Cannabis isn’t the only plant that inspires passionate devotion (thank God).  The apple lovers who search the hinterland for old trees and save rare cultivars from extinction got some proper respect in a New York Times piece May 29. More than 3/4 of the varieties once grown in the United States have been lost, alas. According to reporter Kirk Johnson:

About two-thirds of the $4 billion apple industry is now concentrated in Washington State — and 15 varieties, led by the Red Delicious, account for about 90 percent of the market. But the past looked, and tasted, much different: An estimated 17,000 varieties were grown in North America over the centuries, and about 13,000 are lost.

From New England through the Midwest and the South to Colorado and Washington, where small family farms were long anchored by an orchard, most apple trees died along with the farms around them as industrial-scale agriculture conquered American life a century ago.

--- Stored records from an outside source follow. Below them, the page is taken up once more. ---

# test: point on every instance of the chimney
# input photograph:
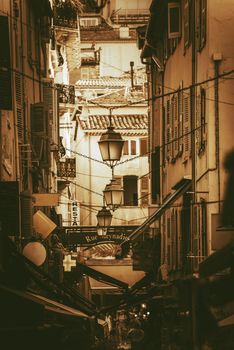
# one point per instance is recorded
(124, 32)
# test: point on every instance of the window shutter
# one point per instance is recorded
(202, 26)
(5, 64)
(155, 174)
(50, 99)
(201, 121)
(187, 24)
(168, 130)
(174, 20)
(198, 124)
(143, 146)
(19, 110)
(169, 251)
(203, 116)
(144, 190)
(40, 139)
(176, 126)
(180, 121)
(133, 147)
(125, 148)
(187, 127)
(196, 236)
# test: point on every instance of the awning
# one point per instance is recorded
(122, 273)
(100, 276)
(180, 188)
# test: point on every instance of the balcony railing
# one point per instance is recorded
(90, 57)
(66, 168)
(130, 16)
(66, 22)
(66, 93)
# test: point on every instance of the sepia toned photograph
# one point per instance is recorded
(117, 174)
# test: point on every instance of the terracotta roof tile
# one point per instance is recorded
(104, 82)
(103, 34)
(120, 122)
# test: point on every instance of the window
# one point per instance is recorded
(5, 73)
(130, 190)
(180, 120)
(129, 147)
(144, 181)
(187, 126)
(155, 175)
(174, 20)
(187, 23)
(202, 23)
(88, 22)
(201, 120)
(39, 131)
(143, 146)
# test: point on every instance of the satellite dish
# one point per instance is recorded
(35, 252)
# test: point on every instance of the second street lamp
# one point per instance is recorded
(104, 217)
(113, 194)
(111, 145)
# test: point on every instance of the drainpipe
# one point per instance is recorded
(131, 65)
(90, 183)
(217, 59)
(193, 155)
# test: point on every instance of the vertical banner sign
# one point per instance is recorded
(75, 214)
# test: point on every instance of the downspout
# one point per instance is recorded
(90, 182)
(217, 59)
(193, 155)
(217, 141)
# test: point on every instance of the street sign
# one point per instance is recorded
(68, 263)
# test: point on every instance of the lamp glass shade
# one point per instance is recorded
(111, 146)
(35, 252)
(104, 217)
(113, 194)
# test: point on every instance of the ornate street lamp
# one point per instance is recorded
(113, 194)
(104, 217)
(111, 145)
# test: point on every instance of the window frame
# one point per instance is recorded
(175, 34)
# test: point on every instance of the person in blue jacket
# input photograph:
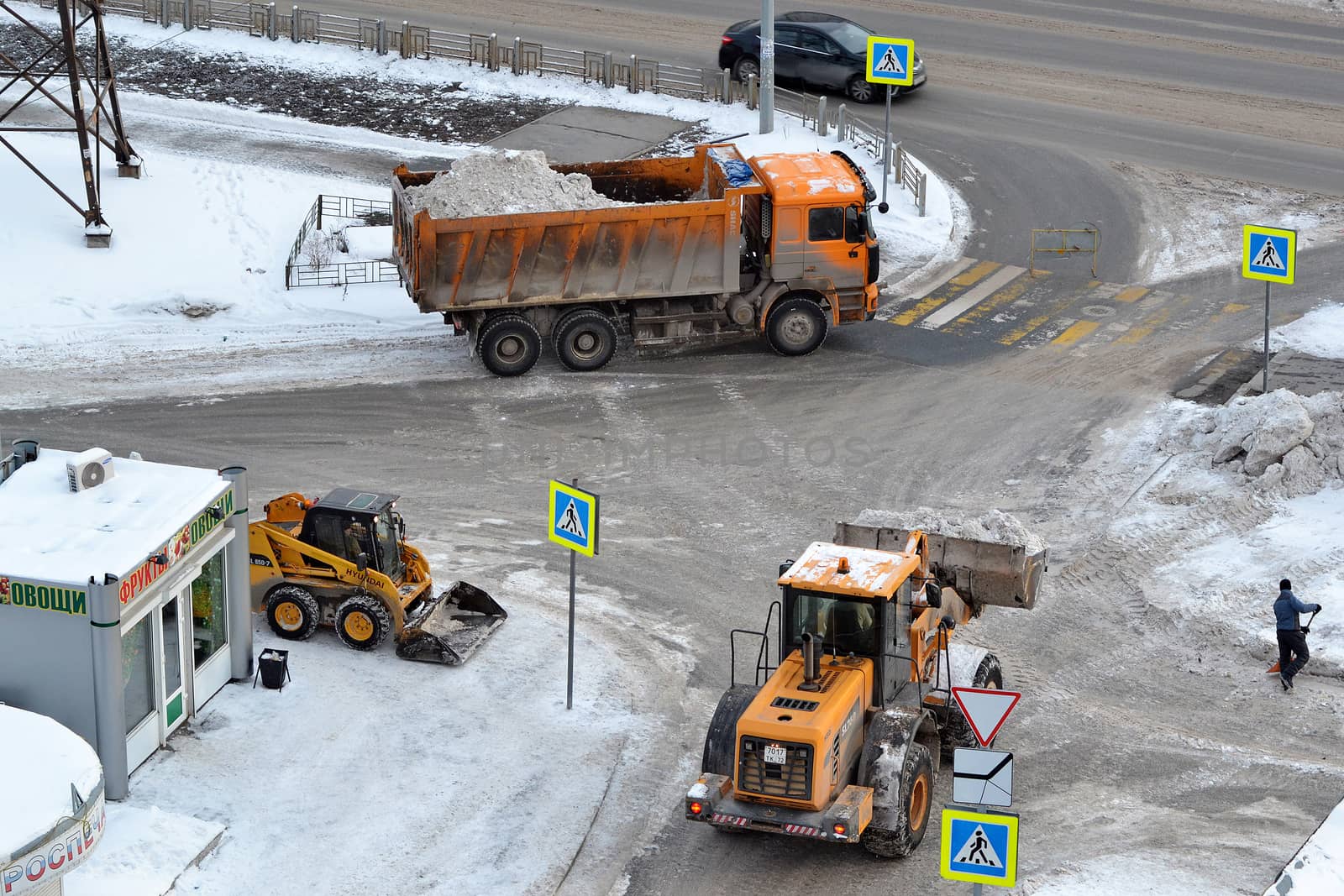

But some trees persisted. They faded into woods, or were absorbed by parks or other public lands. And the hundreds of varieties that have been found in recent years are stunning in their diversity and the window they open into the tastes and habits of the past…

The dominant Red Delicious originally appeared as a sport —a branch expressing different properties than the tree or bush on which it grows— and was then grown out vegetatively to create the best-selling cultivar. Amazingly, a sport appeared in our front yard this spring in Alameda, California —a White branch on a Burgundy rose bush!